Why I Write Mysteries

Everyone has different reasons for writing mysteries, but my interest probably began way back when I was a kid. At the time, my family subscribed to three newspapers, The L.A. Times, The Herald, and The Daily News. My mom was an avid reader and read them all--don't think my dad did anymore than glance at the front pages.

The Daily News resembled some of the lurid newspapers of today--all the scandalous doing made the front page. When Lana Turner's daughter killed her mom's boy friend, Johnny Stampanato, the news was filled with gruesome photos and graphic details. I read the all.

My sis and I had a Philco radio that picked up police calls. We were forbidden to listen to them but after we went to bed we listened anyway. The night the Black Dahlia was killed we heard the police after they made the horrifying discover of the cut-up body.

My fascination with real-life murders continued into my adult years. I never subscribed to three newspapers at once, but I always got the local newspaper and read it thoroughly just as my mother did. When we lived in Oxnard, the first murder that happened in years in Ventura county was a mother who paid someone to kill her daughter-in-law. The details intrigued me. Of course as the years passed, the murders increased.

It doesn't come as any surprise that my next fascination was for men in law enforcement who solved the cases. We had many of them living in our neighborhood and we partied with them, I visited with the wives, and our kids played together.

It wasn't too long before I decided I wanted to write a series about a small police department and the men and women who worked in it as well as their families--and of course each book would have to have at least one murder.

The book due to come out in the next few days is An Axe to Grind which has mainly the same cast of characters as the previous books in the series. Though I write each one as a stand-alone, there are things that progress for each character, like the on-going romance between Officer Stacey Wilbur and Detective Doug Milligan. The romance is not the most important aspect of the plot, but it is affected by what is going on.

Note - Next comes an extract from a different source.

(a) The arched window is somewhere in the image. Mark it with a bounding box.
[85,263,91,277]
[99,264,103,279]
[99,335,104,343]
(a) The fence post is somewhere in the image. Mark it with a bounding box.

The idea for the murder itself came from a gruesome slide of a decapitated corpse that a coroner once showed at a Sisters in Crime meeting several years ago. (The coroner spoke right before lunch and gleefully showed us lots of slides of gory murders and I think he thought he would make all of women sick. He was wrong.)

In real life, murderers sometimes get away with their crimes, or they aren't even discovered. One thing about writing a fiction story about murder, I'm in control, and you can be assured the murderer will always be found out.

I'm sure there are many other motivations behind my desire to make-up stories about murders and murderers and how they are found out, but looking back, I think those are the main ones.

Marilyn

http://fictionforyou.com

4 comments:

Ann Elle Altman said...

I think that's a great reason to write mysteries. I loves writing them too. I'm always shocked by my own endings.

ann

Jean Henry Mead said...

Your article was like deja vu, Marilyn. I also grew up in Los Angeles reading newspapers, intriqued by all the gory crimes. I later served as a police reporter in San Diego and the San Joaquin Valley, so writing mysteries came as almost second nature.

Helen Ginger said...

It's interesting to read why authors choose to write the genre they write. Your story was interesting and fun, although I hesitate to say that since you found your calling by reading horrific stories. ;-0

Helen
Straight From Hel

Marilyn Meredith a.k.a. F. M. Meredith said...

Looking back I'm surprised my mild-mannered, church-going mom let me read those papers--or even that she read them herself.